The end of the Tea Party?

To the editor:

Another nail has been driven into the political coffin of the Tea Party, a movement that, just two years ago, was viewed as the ascendant force in American politics.

Sen. Jim DeMint of South Carolina, the Tea Party champion who once said health care reform would be President Obama’s “Waterloo,” sex education should be “abstinence only” in nature, undocumented immigrants were little more than stray dogs, and climate change was a hoax, to name just a few rightwing bizarro messages, has resigned from the Senate to become executive director of the increasingly far right and irrelevant Heritage Foundation.

It was further evidence the Tea Party is disintegrating, and the Republican Party is involved in its greatest internal battle since the days when Barry Goldwater and Nelson Rockefeller fought for control of the party.

On Dec. 6, the day DeMint announced his departure from the Senate, he went on Rush Limbaugh’s radio show. On the air, he issued what was a thinly veiled threat to Speaker John Boehner, who DeMint believes is not living up to the rightwing Tea Party’s ideological litmus tests. Limbaugh, of course, agreed with DeMint and heaped effusive praise upon him.

But Boehner is still the Speaker of the House and DeMint is a Tea Partier who, like Sarah Palin before him, is abandoning his political responsibilities and pledges he made to his constituents half way through his term to pursue a big pay check in the hyped up world of Washington media and so called “think tanks.”

But here’s the truth.

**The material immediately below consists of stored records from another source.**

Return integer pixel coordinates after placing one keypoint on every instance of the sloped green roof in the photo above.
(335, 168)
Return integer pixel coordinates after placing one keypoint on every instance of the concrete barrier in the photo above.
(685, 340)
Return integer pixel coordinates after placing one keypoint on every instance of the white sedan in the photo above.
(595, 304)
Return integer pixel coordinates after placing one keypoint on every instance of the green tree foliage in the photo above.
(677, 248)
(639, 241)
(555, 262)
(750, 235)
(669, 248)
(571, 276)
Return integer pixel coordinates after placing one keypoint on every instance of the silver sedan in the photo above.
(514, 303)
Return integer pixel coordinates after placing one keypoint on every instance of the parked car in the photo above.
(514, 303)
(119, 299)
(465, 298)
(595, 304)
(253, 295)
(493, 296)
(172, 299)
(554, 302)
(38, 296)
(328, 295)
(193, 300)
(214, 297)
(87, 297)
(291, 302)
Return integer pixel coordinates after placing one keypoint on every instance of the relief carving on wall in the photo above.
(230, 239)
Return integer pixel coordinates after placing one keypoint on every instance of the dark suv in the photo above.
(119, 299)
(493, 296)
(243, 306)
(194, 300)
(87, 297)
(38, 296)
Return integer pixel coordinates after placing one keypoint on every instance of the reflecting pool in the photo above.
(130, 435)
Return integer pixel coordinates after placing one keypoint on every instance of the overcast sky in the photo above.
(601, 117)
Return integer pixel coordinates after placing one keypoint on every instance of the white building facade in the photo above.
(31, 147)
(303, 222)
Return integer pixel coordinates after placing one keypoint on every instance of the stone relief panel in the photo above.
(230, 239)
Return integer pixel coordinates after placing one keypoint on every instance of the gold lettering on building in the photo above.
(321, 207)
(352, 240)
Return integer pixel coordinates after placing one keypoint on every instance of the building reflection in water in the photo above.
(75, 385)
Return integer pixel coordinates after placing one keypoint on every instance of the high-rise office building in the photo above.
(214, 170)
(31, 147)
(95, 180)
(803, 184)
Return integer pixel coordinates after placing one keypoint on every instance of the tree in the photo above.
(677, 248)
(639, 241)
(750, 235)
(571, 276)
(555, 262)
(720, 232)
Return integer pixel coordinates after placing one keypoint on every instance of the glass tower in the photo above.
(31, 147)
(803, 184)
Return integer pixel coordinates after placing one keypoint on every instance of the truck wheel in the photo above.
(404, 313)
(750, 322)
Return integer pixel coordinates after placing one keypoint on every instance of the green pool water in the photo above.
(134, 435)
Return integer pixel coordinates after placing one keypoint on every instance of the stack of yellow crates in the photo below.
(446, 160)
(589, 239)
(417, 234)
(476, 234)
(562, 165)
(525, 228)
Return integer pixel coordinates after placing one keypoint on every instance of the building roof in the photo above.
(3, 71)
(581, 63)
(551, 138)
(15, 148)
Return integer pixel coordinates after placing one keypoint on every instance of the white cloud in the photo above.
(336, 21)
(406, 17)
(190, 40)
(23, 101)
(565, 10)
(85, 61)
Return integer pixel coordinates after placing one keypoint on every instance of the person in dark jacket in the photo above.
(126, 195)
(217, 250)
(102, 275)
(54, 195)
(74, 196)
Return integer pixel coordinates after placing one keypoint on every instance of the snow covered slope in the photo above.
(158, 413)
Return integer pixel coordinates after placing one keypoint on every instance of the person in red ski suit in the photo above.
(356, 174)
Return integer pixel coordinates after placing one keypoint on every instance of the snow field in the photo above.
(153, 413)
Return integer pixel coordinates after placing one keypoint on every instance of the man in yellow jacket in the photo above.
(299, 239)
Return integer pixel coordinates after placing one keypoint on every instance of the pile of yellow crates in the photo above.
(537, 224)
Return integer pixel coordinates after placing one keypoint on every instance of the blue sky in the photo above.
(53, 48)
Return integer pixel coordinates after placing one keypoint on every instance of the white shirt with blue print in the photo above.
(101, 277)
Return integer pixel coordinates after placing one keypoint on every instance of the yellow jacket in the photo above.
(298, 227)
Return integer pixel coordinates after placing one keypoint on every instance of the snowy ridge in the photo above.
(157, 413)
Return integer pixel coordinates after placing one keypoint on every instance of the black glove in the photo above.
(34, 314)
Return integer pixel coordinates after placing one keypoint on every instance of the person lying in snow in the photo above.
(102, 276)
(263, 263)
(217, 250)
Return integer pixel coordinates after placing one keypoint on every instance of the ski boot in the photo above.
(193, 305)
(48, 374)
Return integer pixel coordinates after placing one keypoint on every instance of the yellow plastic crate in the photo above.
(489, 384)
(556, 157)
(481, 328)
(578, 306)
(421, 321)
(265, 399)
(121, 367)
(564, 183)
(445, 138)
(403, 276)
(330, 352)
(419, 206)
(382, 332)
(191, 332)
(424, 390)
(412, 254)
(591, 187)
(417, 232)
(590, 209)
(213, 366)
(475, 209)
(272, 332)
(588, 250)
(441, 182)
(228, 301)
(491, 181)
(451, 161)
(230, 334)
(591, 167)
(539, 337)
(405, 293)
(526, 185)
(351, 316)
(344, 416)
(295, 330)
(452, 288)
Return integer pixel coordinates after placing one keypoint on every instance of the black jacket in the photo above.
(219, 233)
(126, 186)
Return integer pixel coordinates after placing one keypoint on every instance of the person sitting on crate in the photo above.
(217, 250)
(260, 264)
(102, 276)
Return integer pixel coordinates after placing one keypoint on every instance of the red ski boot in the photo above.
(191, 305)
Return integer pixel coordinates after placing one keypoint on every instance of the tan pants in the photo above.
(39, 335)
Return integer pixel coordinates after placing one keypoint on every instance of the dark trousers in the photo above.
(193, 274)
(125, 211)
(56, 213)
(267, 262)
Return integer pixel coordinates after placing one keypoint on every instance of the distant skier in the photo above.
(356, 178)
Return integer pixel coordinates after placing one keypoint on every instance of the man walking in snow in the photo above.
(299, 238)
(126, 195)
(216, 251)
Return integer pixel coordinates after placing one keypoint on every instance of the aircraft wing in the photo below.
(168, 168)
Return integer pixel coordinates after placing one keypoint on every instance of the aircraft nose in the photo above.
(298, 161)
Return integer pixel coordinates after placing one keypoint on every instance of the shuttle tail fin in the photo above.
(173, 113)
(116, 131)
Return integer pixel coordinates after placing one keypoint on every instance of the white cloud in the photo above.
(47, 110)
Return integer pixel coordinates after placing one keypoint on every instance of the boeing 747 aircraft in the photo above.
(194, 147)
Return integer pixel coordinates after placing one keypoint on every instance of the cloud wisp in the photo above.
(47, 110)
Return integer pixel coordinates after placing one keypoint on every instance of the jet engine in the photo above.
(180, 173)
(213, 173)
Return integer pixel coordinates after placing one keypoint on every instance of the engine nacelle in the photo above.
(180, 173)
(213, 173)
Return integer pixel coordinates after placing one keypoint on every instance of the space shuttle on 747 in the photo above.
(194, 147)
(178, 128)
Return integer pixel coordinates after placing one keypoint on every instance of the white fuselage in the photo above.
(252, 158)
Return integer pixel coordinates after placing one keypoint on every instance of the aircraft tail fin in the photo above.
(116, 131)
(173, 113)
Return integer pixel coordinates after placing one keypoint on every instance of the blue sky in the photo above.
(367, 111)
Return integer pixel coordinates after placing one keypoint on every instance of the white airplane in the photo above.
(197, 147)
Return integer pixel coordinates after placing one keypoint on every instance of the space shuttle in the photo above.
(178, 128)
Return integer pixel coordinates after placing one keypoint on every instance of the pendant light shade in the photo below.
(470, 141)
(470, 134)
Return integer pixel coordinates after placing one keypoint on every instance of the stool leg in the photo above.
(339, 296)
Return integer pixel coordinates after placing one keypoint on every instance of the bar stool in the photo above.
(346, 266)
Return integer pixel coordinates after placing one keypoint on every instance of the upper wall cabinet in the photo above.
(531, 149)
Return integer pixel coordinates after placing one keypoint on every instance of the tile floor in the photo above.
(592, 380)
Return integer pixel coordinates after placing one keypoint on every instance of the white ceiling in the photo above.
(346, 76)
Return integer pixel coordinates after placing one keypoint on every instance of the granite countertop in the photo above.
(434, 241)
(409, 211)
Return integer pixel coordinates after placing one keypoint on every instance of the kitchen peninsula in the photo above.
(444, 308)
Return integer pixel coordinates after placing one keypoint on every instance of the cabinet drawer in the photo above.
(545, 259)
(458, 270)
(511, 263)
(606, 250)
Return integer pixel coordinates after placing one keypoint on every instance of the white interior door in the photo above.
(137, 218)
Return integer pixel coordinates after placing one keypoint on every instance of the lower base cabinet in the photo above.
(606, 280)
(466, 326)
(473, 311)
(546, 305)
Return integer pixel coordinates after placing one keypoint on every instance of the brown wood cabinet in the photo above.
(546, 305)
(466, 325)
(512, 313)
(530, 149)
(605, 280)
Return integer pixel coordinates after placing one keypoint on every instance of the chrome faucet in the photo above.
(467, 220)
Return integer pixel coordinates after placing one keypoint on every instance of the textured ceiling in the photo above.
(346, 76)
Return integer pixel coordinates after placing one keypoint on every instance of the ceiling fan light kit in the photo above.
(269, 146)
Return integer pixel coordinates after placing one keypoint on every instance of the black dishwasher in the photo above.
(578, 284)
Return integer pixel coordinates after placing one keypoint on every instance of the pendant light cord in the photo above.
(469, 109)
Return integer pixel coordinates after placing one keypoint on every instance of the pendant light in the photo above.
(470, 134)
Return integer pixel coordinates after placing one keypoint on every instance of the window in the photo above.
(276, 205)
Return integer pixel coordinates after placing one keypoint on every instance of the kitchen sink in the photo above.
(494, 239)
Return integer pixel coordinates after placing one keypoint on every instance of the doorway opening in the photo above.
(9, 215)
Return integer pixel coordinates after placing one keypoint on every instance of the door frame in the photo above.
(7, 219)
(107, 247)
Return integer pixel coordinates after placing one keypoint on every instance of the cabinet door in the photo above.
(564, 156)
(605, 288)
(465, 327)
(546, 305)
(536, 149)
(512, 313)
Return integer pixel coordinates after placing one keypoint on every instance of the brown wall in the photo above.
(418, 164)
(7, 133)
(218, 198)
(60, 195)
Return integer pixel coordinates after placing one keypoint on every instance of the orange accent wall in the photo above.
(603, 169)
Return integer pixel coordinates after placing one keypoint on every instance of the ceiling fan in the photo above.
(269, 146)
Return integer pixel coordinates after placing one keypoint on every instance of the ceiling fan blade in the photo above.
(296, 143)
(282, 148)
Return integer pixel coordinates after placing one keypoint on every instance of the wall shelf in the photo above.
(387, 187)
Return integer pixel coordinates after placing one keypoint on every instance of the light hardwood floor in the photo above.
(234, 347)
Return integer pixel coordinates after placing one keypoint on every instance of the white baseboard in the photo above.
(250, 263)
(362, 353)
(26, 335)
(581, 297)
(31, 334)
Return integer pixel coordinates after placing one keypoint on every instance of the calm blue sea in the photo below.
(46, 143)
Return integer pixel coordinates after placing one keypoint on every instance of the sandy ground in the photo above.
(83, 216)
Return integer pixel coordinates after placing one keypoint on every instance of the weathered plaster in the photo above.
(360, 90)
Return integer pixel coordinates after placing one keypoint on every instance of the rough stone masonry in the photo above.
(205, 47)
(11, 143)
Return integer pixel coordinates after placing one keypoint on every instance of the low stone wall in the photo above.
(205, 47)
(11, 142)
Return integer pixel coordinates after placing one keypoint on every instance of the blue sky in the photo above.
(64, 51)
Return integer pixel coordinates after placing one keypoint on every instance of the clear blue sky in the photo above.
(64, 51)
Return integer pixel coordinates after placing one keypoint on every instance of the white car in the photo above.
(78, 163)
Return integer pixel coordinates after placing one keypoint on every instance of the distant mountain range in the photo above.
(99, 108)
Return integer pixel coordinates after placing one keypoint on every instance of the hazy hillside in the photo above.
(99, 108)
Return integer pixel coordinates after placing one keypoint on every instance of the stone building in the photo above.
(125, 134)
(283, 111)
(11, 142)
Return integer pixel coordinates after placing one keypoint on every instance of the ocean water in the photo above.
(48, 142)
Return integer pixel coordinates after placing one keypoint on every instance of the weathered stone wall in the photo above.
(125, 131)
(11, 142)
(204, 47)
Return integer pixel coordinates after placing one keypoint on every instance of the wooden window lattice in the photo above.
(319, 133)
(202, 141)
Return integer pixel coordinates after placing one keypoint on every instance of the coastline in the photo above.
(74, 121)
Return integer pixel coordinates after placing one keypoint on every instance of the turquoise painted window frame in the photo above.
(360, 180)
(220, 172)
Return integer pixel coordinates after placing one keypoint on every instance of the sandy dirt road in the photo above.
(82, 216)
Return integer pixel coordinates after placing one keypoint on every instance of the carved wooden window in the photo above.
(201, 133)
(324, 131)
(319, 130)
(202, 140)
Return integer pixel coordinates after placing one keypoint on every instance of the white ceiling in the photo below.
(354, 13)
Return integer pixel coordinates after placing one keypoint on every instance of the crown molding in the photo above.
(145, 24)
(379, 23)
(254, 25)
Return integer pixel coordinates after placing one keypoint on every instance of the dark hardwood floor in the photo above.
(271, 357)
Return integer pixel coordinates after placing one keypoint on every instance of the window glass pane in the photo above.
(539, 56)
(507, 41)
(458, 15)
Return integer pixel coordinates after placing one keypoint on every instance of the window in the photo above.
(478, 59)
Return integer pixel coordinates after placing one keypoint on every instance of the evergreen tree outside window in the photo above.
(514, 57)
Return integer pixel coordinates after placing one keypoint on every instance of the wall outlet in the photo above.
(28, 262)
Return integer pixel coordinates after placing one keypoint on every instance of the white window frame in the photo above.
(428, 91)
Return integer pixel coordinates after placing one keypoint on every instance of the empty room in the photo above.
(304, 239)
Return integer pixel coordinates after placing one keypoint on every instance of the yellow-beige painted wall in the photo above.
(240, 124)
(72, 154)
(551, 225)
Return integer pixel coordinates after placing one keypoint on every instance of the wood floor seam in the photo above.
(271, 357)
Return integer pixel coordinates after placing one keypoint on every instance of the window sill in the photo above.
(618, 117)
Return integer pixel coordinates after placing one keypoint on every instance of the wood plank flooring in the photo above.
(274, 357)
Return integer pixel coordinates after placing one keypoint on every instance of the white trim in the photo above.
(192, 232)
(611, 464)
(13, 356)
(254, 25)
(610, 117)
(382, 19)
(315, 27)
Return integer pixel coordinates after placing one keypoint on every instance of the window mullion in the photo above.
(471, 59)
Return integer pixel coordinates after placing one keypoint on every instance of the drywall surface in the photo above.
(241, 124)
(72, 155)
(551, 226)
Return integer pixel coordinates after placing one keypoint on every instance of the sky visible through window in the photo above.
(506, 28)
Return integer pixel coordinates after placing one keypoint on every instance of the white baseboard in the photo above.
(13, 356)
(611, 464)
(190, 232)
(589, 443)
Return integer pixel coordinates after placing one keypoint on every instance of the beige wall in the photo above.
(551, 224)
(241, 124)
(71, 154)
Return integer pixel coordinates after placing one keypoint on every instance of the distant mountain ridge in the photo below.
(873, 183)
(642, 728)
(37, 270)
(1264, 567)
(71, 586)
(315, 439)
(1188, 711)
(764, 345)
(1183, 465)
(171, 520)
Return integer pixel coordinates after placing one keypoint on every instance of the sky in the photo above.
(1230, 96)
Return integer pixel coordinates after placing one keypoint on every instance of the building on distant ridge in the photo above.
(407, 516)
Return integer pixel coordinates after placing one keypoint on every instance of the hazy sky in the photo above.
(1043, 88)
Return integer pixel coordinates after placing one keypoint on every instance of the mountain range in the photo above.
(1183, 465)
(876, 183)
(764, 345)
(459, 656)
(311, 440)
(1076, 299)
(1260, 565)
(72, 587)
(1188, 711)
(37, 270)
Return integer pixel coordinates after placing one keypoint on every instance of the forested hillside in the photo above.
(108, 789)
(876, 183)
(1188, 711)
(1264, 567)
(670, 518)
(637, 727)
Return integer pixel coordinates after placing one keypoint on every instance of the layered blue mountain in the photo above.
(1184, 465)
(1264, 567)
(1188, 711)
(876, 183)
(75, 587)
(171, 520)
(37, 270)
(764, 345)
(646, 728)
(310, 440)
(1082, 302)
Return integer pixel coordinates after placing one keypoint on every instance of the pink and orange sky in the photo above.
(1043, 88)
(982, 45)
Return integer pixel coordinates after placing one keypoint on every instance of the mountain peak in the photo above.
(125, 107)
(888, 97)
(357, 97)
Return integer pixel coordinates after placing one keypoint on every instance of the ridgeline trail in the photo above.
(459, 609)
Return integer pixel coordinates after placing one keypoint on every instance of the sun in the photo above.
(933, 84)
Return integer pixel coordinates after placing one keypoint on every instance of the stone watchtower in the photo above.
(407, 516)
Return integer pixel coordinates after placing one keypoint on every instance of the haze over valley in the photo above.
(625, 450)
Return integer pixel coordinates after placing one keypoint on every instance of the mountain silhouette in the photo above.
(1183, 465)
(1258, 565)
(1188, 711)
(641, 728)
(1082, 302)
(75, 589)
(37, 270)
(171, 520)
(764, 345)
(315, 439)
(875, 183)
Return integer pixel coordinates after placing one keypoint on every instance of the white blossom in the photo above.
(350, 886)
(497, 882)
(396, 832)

DeMint is leaving because he is a loser, and he knows it.

DeMint, since 2010, has backed numerous Tea Party flops; including the anti-masturbation champion, Bible thumping, and one time dabbler in witchcraft, Christine O’Donnell in the Delaware Senate race.

In 2010, when Senate Majority Leader Harry Reid was considered extremely vulnerable in Nevada, DeMint and his fellow Tea Party crackpots secured the GOP Senate nomination for Sharon Angle. Angle’s campaign ran ads of scary looking Latino men and women that claimed those ominous looking Latinos were cheating young, white, Nevadans out of their rightful college educations.

Angle was also easily defeated.

This year, DeMint supported Tea Party loons like Todd “Justifiable Rape” Aiken in Missouri, Richard “Pregnancy Caused By Rape Is Part Of God’s Plan” Mourdock in Indiana, and Allen “If Ballots Don’t Work, Bullets Will” West in Florida, to name just a few.

All three went down to well publicized defeat, as did numerous other, but less well known, DeMint-backed Tea Party candidates.

As the “fiscal cliff” negotiations grind on, it’s estimated that 44 Republicans in the House are quietly accepting the Bush tax cuts for the wealthiest 2 percent need to expire and those rates returned to where they were in the Clinton era.

Speaker Boehner recently purged several Tea Party extremists and obstructionists from key committee positions. He has also done the hard work of getting the adult members of his caucus on board to do the right thing by all the American people, not just the increasingly marginalized Tea Party types, and their wealthy, right wing, tax and government hating patrons.

He should be commended for doing both.

Public opinion, no doubt, is the driving force behind these shifts, but the Tea Party extremists, whose views a majority of voters rejected at the polls on Election Day, see such actions as not just disloyal to their cause, but patently un-American.

That’s what makes the movement so disturbing — even frightening.

We will have to wait to see how the “fiscal cliff” negotiations ultimately pan out, but two things are certain.

The Tea Party is imploding and the adults of the Republican party, including Karl Rove, are realizing that, whatever short term gains colluding with the Tea Party extremists may have provided in 2010, continuing to collude with the movement, as evidenced by this year’s election results, has become a big time, long term loser.

Those realizations are not just good news for the Republican party. They are good news for the nation as well.